When people say 'dynamic', I think they are actually talking about 'compressed'.
Dynamic would mean that the phone produces the loudest passages at a very maximum relative level to the quietest passages. That is, the phone has a very high dynamic range measured in relative dB (with the lowest amount of distortion).
I think HD 600 is incredibly dynamic. Most studio headphones that are drive very loud need to be dynamic (with proper amplification!).
How can you hear it? It plays the subtle parts very subtly and loud parts loudly, if one has enough of amplification (this is not a sideline to anyone, but we all know HD600 requires good amplification).
Is DT770 dynamic?
I don't have enough experience with it to evaluate it as a whole, but the very little experience I had with it on X-Can V2 was that with that amp it certainly did not sound dynamic to me.
Are AT cans dynamic? I only have a very short exposure to W100, but I think it plays being dynamic by having a bump in the c. 2-4 kHz region, making it sound like it's more alive and have a feel of dynamics.
In my opinion 'dynamic' (as a technical term, meaning relative range of loudness values) usually means completely opposed to what people mean when they say 'dynamic' (the perceptual description, meaning alive, scary, punchy, kicking or whatever).

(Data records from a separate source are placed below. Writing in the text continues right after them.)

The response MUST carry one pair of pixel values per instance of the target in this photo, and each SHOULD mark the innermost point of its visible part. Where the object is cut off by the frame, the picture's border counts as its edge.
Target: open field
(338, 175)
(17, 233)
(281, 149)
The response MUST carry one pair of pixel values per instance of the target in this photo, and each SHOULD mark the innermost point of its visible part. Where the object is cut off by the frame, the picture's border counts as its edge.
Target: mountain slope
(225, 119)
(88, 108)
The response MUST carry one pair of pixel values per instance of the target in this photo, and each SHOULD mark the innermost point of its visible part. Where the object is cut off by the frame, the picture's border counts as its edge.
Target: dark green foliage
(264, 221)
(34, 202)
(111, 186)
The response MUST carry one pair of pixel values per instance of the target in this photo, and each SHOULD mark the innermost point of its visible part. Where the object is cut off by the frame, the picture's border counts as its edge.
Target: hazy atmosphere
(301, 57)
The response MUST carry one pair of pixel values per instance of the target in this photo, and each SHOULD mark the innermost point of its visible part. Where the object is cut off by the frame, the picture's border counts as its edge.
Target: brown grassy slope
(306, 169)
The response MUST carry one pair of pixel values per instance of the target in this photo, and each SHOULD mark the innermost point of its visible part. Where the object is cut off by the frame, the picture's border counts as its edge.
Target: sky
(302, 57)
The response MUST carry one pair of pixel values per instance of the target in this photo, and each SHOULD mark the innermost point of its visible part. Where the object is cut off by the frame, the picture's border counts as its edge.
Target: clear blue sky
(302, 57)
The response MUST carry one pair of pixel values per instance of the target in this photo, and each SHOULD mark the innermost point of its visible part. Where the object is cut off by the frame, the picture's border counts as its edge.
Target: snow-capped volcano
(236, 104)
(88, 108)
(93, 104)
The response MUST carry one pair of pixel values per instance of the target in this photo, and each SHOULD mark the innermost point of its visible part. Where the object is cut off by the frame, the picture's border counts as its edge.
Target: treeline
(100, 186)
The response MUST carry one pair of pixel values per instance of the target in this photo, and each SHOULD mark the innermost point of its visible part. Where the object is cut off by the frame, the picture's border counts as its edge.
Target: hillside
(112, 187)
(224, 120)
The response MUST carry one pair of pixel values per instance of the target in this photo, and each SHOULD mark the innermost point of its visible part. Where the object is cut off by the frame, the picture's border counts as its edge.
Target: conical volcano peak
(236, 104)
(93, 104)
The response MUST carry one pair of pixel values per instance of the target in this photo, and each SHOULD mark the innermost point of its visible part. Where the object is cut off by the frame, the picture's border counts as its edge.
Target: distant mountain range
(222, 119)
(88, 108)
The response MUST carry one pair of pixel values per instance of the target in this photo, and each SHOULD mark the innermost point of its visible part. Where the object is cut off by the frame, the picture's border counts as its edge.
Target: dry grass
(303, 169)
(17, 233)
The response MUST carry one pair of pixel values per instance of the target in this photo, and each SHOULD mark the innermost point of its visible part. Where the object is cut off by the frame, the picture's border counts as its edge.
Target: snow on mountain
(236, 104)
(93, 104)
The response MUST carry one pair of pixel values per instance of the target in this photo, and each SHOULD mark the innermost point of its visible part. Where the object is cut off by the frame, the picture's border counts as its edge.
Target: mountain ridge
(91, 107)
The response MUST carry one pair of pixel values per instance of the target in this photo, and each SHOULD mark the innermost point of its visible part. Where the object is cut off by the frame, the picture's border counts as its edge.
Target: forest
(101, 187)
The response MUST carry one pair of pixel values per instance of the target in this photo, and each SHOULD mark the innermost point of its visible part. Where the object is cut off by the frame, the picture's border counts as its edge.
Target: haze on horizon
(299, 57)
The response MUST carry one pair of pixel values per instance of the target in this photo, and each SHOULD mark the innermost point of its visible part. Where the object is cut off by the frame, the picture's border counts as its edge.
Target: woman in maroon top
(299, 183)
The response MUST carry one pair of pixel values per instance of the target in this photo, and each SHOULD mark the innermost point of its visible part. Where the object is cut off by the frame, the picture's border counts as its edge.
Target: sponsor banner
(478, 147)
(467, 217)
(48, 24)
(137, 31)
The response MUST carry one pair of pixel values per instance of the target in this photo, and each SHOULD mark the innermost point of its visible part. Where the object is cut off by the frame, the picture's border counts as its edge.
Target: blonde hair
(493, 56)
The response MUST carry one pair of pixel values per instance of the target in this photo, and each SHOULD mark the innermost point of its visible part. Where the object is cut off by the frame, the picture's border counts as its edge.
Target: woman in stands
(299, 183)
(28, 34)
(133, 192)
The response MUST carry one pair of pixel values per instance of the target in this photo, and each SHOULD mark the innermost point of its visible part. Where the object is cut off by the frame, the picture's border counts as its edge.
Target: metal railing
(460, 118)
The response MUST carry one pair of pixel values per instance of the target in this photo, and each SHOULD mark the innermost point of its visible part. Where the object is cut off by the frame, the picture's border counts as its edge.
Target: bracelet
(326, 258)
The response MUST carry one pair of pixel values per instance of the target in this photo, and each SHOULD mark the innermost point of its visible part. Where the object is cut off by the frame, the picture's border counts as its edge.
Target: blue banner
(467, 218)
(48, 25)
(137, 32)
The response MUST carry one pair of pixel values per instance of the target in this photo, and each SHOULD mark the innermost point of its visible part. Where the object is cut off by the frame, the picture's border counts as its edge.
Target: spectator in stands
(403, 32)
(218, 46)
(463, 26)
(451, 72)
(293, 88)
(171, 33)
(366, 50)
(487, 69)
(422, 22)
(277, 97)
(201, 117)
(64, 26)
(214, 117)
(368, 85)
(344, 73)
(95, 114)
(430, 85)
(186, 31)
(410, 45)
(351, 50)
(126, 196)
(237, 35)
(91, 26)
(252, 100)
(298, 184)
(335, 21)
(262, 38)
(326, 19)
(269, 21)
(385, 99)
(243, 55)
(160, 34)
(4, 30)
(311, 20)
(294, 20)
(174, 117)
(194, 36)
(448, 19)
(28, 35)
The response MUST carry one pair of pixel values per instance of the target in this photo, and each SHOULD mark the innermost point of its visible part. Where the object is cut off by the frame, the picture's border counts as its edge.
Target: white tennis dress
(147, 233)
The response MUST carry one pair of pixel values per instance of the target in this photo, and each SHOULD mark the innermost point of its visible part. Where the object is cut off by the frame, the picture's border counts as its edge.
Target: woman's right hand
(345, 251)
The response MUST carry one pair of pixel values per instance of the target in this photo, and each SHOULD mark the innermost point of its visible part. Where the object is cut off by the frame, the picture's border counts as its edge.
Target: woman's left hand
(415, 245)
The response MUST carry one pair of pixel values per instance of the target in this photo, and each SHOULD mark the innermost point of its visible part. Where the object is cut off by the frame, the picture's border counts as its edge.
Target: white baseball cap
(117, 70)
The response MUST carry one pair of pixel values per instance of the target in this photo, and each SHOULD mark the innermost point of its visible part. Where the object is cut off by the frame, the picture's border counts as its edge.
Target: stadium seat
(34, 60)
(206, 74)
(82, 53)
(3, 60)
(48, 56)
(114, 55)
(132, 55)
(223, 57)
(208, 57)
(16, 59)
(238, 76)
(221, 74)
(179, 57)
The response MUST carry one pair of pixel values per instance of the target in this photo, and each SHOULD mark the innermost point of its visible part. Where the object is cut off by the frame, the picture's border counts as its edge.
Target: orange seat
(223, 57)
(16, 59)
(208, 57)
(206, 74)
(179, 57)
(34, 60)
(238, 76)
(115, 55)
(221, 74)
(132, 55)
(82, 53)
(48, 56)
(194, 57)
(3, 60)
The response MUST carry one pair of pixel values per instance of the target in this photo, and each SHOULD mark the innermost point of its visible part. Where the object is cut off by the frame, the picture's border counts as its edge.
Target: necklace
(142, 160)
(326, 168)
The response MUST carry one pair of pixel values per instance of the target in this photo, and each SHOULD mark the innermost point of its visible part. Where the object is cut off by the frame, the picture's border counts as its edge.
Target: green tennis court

After all, most people consider CDs that are compressed to oblivion to be the most dynamic, alive, hot and kicking. These kind of CDs have the most narror dynamic range and are by definition, not dynamic, but compressed.
Any thoughts?
regards,
Halcyon
PS A compressed or non-flat headphone will bring out gobs of detail from your old records due to playing the soft parts louder and enabling our hearing to hear sounds that were mostly masked on flat headphones.